While some of the new users know the addictive capacity of heroin, most don’t realize it until it’s too late.

“There is a certain percentage [of users] that do [know heroin is addictive], but they don’t care,” he said. “But many of them said, ‘I got in way over my head before I knew it, and then I

wanted more and more.'”

He added that while heroin was on the rise in the western suburbs, alcohol abuse is the biggest substance abuse problems for people in their teens and early 20s.

Glore added that another gateway into heroin addiction is prescription drugs.

“I’ve seen students who use it after being prescribed something by a doctor and when the doctor stopped prescribing that, they go to heroin,” she said.

Glore added that in the cases she’s seen, heroin is not the only drug the person uses.

“They are also doing things like Special K, coke, pot or alcohol,” she said. “You’re going to have a very hard time finding an addict who only uses heroin.”

Glore, Jackson and Teodo agree that the majority of new users first experiment with the drug for recreational purposes then find themselves locked into a habit.

“A lot of my friends were doing it,” Jim said. “I didn’t think think anything of it. Then, I was at a buddy’s house one day and I was bored, so I took some. They thought I smoked it before and they gave me a lot. What still attracts me about it is … when you do it, you feel like you’re melting. You’re totally and completely mellow. Your head is, like, lifted. You got no worries.”

Jim added that after two months of off-and-on usage, he developed a full-blown habit.

An expensive habit

As a person’s addiction to heroin grows, so does the need for money to feed it.

Teodo said patients have various ways of getting cash for their new-found addiction, including performing sexual favors and stealing from family and friends.

“I would skim money from the fast food place where I worked, but I never stole from friends,” Jim said. “I was one of the only ones with a sense of morals.”

His friends, however, were a different story.

“They car-hopped [where a car is broken into and items inside are taken and sold for cash], pawned everything they owned,” he said. “They’d steal credit cards and checkbooks to get the

cash.”

Similar newspaper reports say that younger users steal and pawn things from friends and family such as TVs and stereo systems to get cash for the habit.

Trying to escape the drug garners harsh side effects, Jim added.

“You get sick,” he said. “Your pupils get bigger. Your muscles ache. You can’t sleep. You sweat.
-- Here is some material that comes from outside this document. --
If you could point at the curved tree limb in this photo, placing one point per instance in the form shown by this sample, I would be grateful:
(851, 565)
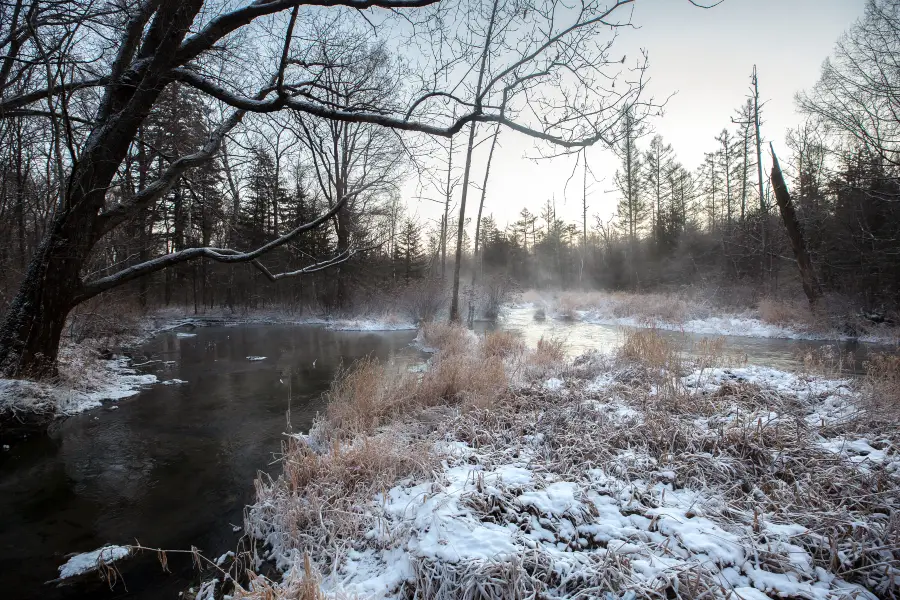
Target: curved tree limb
(223, 255)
You feel like you’re going to die.”

Other symptoms of heroin withdrawal include shakes, diarrhea and vomiting.

Choosing a different path

Since his near-fatal overdose earlier this year, Jim has remained clean.

“Every single person I know that did it is either in jail or dead,” Jim said. “It messed up everything in my life. I was in the court system for three years.”

To prospective users, he offered words of advice.

“I’d tell them to go to Cook County Jail first and see where you’re going to end up if you get popped. And don’t think it’s not going to happen because it always does. Go see the parents of someone who died from it. I’d tell the parents, you know, if your kid is messing around with it, to not give him a second chance. Send him away [to rehab].”